Sir,
We have read with great interest the article by Cobanuglu et al. concerning the role of surgery in the treatment of bronchiectasis and the effect of morphological type to prognosis.[1] The authors are to be congratulated for their very good results in terms of morbidity and mortality following surgical treatment. The aim of our brief comment is to highlight the role of video-assisted thoracic surgery (VATS) in selected cases of bronchiectasis. It is established in the international literature that, in experienced hands, VATS is a safe alternative to open procedures in the management of bronchiectasis.[2] Young patients with (1) localized bronchiectasis, (2) no severe pulmonary or pleural scarring and (3) absence of calcified lymph nodes near pulmonary vessels are eligible for VATS. The severity of adhesions to the hilum and, especially, in the fissure is the key limiting factor for a safe VATS major resection.
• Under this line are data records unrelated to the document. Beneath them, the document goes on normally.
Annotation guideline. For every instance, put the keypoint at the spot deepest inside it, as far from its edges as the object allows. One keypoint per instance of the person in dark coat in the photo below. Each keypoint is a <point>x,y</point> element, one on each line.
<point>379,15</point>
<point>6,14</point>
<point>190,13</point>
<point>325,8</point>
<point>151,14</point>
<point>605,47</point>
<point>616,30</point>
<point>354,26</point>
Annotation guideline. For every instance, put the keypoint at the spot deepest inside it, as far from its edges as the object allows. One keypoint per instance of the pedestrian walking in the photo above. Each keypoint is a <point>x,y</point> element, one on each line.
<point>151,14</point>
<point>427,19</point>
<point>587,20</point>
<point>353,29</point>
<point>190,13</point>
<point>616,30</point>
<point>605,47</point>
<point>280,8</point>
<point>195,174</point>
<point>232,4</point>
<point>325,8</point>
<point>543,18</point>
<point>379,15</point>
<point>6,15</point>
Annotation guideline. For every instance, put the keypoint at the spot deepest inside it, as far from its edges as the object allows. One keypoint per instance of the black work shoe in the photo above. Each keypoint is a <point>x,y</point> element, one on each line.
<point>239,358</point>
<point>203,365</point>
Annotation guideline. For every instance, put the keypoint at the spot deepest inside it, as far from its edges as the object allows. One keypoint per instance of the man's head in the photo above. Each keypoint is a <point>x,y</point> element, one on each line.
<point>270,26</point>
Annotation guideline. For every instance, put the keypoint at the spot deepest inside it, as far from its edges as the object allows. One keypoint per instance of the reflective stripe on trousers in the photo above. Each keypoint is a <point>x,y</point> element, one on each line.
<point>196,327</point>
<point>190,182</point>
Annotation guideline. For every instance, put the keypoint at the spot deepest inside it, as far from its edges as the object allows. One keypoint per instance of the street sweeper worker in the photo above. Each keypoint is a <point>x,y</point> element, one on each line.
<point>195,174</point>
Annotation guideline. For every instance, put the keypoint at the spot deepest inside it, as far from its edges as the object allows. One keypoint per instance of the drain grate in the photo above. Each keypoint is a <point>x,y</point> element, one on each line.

Minimally invasive techniques such as VATS are increasingly used and provide an alternative approach to the management of bronchiectasis. Certainly, increased and ongoing experience with VATS will allow us to perform more sophisticated procedures in the near future.
References
- 1.Cobanoglu U, Yalcinkaya I, Er M, Isik AF, Sayir F, Mergan D. Surgery for bronchiectasis: The effect of morphological types to prognosis. Ann Thorac Med. 2011;6:25–32. doi: 10.4103/1817-1737.74273. [DOI] [PMC free article] [PubMed] [Google Scholar]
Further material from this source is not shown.